[Dixielandjazz] the Dixieland Jazz dispute revisited
Bert
mister_bertje at hotmail.com
Tue Nov 5 02:47:06 EST 2019
Personally I wouldn't mind also calling the music as recorded by Bix/Rollini in 6 piece setting in october 1927 Dixieland, as long as it can be agreed there is nothing wrong with these works on musical values. Dixieland certainly describes it better than N.O. jazz or Chicago obviously and it is not very typical New York jazz from that period either. It think it typified the music Bix and Rollini loved to play most, but in the end could not find regular and lasting employment with. The Club New Yorker booking they had only lasted one month. Bix went to Whiteman, Rollini to London, where both of them could find more secure work.
The interesting parallel of course being that Armstrong also had no employment at all for his Hot Five or Seven outside the recording studio. In reality he was working in the orchestra pit in Chicago's Vendome Theatre, with Erskine Tate.
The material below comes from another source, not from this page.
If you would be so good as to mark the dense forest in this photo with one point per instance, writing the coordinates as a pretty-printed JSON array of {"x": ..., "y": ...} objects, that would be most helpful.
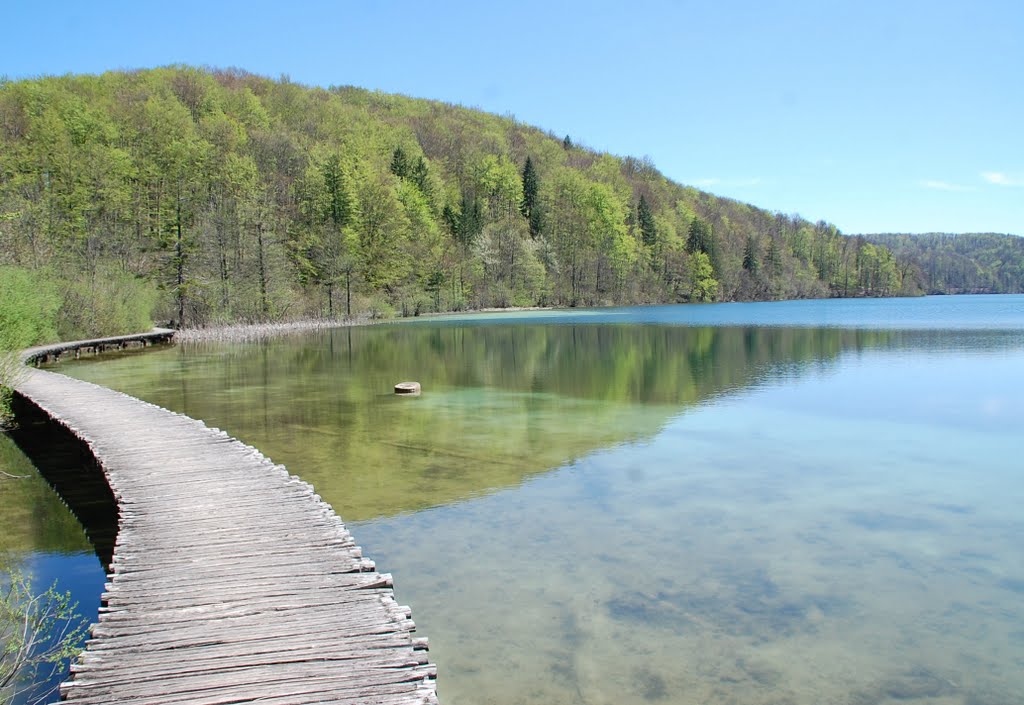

So apparently the market for jazz in life situation, in what we might feel as in it's most pure form from that period, was allready in decline in 1927. It needed to blend with other forms of more "commercial" music in order to survive. (I realise this is debatable, since jazz needed to be commercial as well) Allready at that early stage, which in effect of course it was allready doing big time for some years.
Kind regards,
Bert
Thanks for the copy Bert
Most interesting
Of course Dixieland can be properly used to refer to the music of the ODJB but sadly we are way past that.
Regards Dan Hardie
On 5 Nov 2019, at 2:48 am, Bert <mister_bertje at hotmail.com<mailto:mister_bertje at hotmail.com>> wrote:
Personally I never had any problems with the term Dixieland.
When I started playing music (Classical at first, at 11 I "discovered" a music to which I responded strongly, is what we might call Jazz in a very broad definition) we were more or less taught at school, and what was at that time also supported by the press, that music called New Orleans Jazz was good, and Dixieland was bad.
New Orleans Jazz stood for: authentic, black, the real thing, uncommercial.
Dixieland stood for: imitation, white, cheap, commercial.
But pretty soon I discovered that I could not live with these simple generalisations. When I listened to a great variety of jazz records, I simply liked those that were well-played. Independed from the fact if they were recorded in N.O. Chicago, N.Y, Japan or Europe. I could have appreciated wellplayed music recorded on the moon, if that would exist. And of course that accounts for skin color exactly the same.